Разрыв между экспертным подходом к охране памятников и взглядами религиозных общин возрастал отчасти ввиду того, что менялись принципы художественной реставрации, становившиеся все менее инвазивными. Принципы художественной реставрации 1850–1860‐х годов, предполагавшие высокую художественную ценность старых стилей, на практике требовали восстановления «изначальной целостности» и оригинального вида памятников. Собственно говоря, как в настоящее время отмечают историки реставрации, возвращение к оригинальной форме и облику памятника не обязательно означало сохранение оригинала памятника, его «материальности»[617]

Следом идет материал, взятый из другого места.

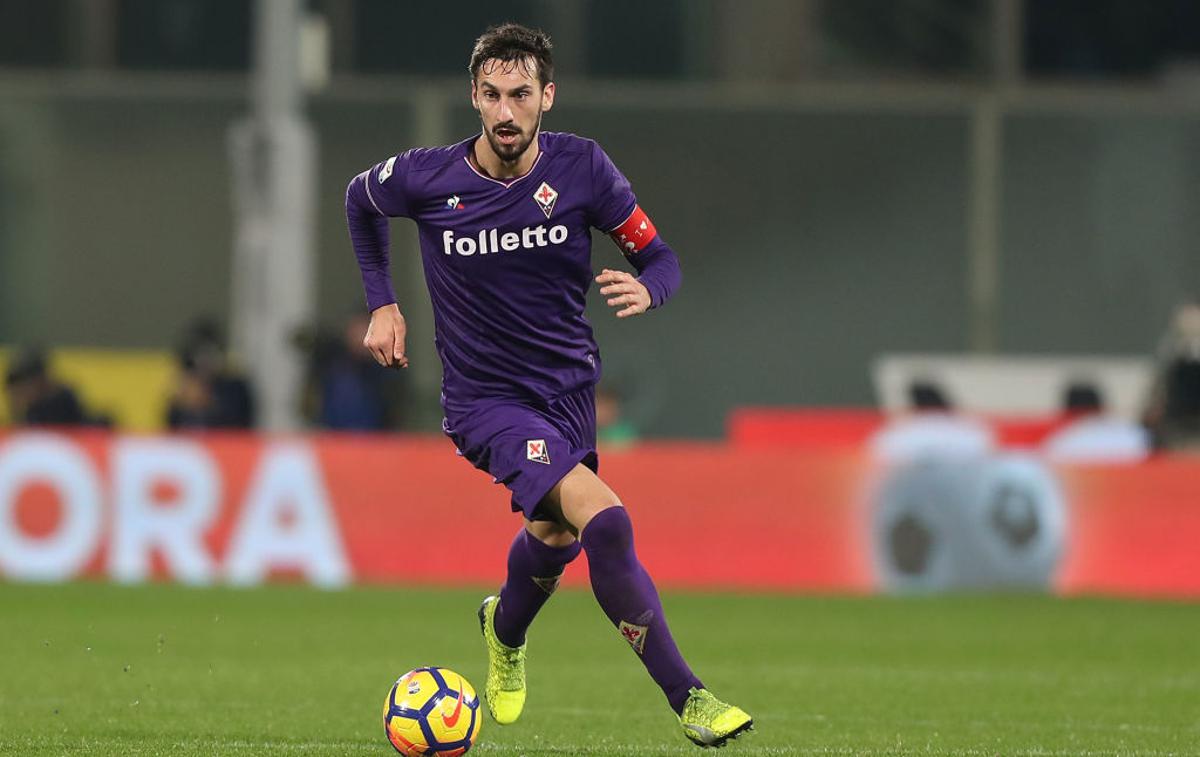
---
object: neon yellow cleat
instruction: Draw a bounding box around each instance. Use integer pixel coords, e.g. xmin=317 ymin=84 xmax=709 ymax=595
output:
xmin=479 ymin=596 xmax=526 ymax=726
xmin=679 ymin=689 xmax=754 ymax=746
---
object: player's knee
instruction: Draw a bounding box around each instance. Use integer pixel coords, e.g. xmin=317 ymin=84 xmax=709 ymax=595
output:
xmin=580 ymin=505 xmax=634 ymax=555
xmin=526 ymin=521 xmax=575 ymax=548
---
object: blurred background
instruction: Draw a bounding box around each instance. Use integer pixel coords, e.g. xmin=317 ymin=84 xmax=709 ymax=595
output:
xmin=0 ymin=0 xmax=1200 ymax=438
xmin=0 ymin=0 xmax=1200 ymax=590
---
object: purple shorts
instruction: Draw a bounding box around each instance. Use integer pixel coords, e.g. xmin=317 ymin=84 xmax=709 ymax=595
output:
xmin=442 ymin=386 xmax=599 ymax=521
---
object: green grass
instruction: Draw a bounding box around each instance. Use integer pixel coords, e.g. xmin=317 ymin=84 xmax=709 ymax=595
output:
xmin=0 ymin=583 xmax=1200 ymax=757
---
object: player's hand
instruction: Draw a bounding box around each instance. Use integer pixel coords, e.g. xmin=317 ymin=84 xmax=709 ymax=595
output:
xmin=362 ymin=302 xmax=408 ymax=368
xmin=596 ymin=269 xmax=650 ymax=318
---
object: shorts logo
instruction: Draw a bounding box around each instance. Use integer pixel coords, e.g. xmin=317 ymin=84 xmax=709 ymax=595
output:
xmin=379 ymin=156 xmax=396 ymax=184
xmin=533 ymin=181 xmax=558 ymax=218
xmin=526 ymin=439 xmax=550 ymax=465
xmin=617 ymin=620 xmax=649 ymax=654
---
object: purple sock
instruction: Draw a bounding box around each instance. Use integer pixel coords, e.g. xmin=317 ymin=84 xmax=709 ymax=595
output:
xmin=496 ymin=528 xmax=581 ymax=647
xmin=582 ymin=507 xmax=704 ymax=714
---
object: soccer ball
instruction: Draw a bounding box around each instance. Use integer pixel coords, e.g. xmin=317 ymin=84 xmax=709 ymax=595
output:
xmin=383 ymin=667 xmax=484 ymax=757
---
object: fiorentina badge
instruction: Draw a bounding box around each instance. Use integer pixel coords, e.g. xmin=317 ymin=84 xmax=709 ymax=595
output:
xmin=533 ymin=181 xmax=558 ymax=218
xmin=618 ymin=620 xmax=649 ymax=654
xmin=526 ymin=439 xmax=550 ymax=465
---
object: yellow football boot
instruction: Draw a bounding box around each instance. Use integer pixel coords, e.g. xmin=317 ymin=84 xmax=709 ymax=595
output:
xmin=679 ymin=689 xmax=754 ymax=746
xmin=479 ymin=596 xmax=526 ymax=726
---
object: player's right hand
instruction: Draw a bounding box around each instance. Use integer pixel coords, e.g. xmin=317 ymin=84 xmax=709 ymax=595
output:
xmin=362 ymin=302 xmax=408 ymax=368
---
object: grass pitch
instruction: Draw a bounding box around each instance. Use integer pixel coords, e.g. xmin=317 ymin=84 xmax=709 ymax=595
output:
xmin=0 ymin=583 xmax=1200 ymax=757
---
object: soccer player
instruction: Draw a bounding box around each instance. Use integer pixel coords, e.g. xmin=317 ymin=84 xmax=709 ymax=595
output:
xmin=346 ymin=24 xmax=752 ymax=746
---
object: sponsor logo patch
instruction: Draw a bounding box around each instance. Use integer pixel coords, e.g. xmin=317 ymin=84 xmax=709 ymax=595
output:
xmin=526 ymin=439 xmax=550 ymax=465
xmin=379 ymin=156 xmax=396 ymax=184
xmin=617 ymin=620 xmax=649 ymax=654
xmin=533 ymin=181 xmax=558 ymax=218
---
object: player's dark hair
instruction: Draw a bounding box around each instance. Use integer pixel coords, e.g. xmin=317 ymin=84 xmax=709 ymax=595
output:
xmin=467 ymin=22 xmax=554 ymax=86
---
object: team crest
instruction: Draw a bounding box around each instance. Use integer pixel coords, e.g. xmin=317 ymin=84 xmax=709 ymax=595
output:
xmin=379 ymin=155 xmax=396 ymax=184
xmin=526 ymin=439 xmax=550 ymax=465
xmin=533 ymin=181 xmax=558 ymax=218
xmin=618 ymin=620 xmax=649 ymax=654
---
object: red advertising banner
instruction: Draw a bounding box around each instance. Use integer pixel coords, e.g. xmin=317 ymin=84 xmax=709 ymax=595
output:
xmin=0 ymin=433 xmax=1200 ymax=596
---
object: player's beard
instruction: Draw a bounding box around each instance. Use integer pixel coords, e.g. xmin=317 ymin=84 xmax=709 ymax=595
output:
xmin=484 ymin=112 xmax=541 ymax=163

. Форма памятника являлась носителем его исторического смысла, в то время как все последующие «наслоения» априори считались ничего не стоящими, и при восстановлении оригинальной формы памятника эти позднейшие слои удалялись и уничтожались. Однако начиная с 1860‐х годов постепенно стала набирать популярность новая концепция реставрации, отвергавшая имитацию старого стиля и не подразумевавшая, что «целостность» ценна сама по себе. Соответственно, заслуживающими охраны стали считаться даже те «наслоения» времени и истории, которые заменили оригинальные детали памятника или исказили его форму[618].В глазах архитекторов и историков искусства остатки древних фресок с многочисленными утраченными фрагментами имели бóльшую ценность, чем творения современных художников, однако литургические принципы православия требовали полной визуальной репрезентации святых и библейских сюжетов[619]
. В этом смысле церковь и прихожане по-прежнему верили в ценность святых имен и мест, а не оригинального материального объекта. Более того, считалось, что точность изображения и богатство украшений являются признаками благочестия: оригинальность и возраст построек были не так важны. В свою очередь, архитекторы и археологи были уверены в том, что «возраст» ценен сам по себе, пусть он и не всегда соответствует художественному значению предмета. С течением времени это противоречие между различными представлениями и подходами к обращению с «памятниками» истории и искусства все сильнее бросалось в глаза: историки искусства и археологи возражали даже против стародавней традиции помещать иконы в металлические оклады, украшенные драгоценными камнями. Эти оклады нередко закрывали всю живопись, оставляя открытыми только лики и руки святых. Одни оклады сами по себе являлись шедеврами декоративно-прикладного искусства, другие были довольно безыскусными. Прихожане, покрывая иконы драгоценными металлами и камнями, считали, что тем самым они демонстрируют миру свою набожность. Но, с точки зрения людей искусства, прятать прекрасные иконы под металлическими окладами, пусть и богато украшенными, было преступлением против эстетики, тем более что оклады, прибитые гвоздями к иконам, не позволяли им «дышать»: под окладами скапливалась сырость и тем самым они губили бесценную живопись[620]. В 1911 году делегаты Первого съезда художников обратились в Синод с прошением, чтобы он посоветовал священникам не допускать помещения икон в сплошные оклады, вредные для икон и не соответствующие канонам. Однако, как признавал Александр Анисимов, едва ли было возможно бороться с «народным вкусом, желающим более „барских“ икон»: «Заставить народ, заставить массы переменить свое мнение о красивом, о прекрасном – напрасный труд»[621].Помещение икон в оклады – лишь один из множества примеров, которые могут служить иллюстрацией к конфликту между двумя представлениями о «священной» собственности – религиозным и светским, массовым и профессиональным. Прихожане не могли понять, почему черепичные или покрытые зеленой краской кровли церквей в большей мере соответствуют «стилю» старинных соборов, чем великолепная позолота[622]
. Это столкновение вкусов нередко выливалось в судебные конфликты, затрагивавшие вопросы контроля, полномочий и собственности. Согласно инструкциям Синода 1878 года, подтвержденным царским указом 1889 года, Императорская Археологическая комиссия получила право утверждать проекты реставрации; аналогичным правом было наделено и Московское археологическое общество. Ремонт церквей нельзя было производить без разрешения этих археологических учреждений. В результате и Императорская Археологическая комиссия, и Московское археологическое общество были завалены ходатайствами из губерний. Многие из них содержали просьбы о выдаче разрешений на снос старых церквей – покосившихся, сгнивших, угрожавших рухнуть на головы прихожан – и строительство на том же месте новых церквей. Прихожане деревянной Варваринской церкви из села Яндомозеро Петрозаводского уезда Олонецкой губернии жаловались на то, что купол их церкви скрипит и качается, пугая богомольцев. Однако церковь была построена в 1656 году, что делало ее ценным образцом архитектуры, и потому Археологическая комиссия отклонила прошение и рекомендовала прихожанам «употребить меры к ремонту храма»[623].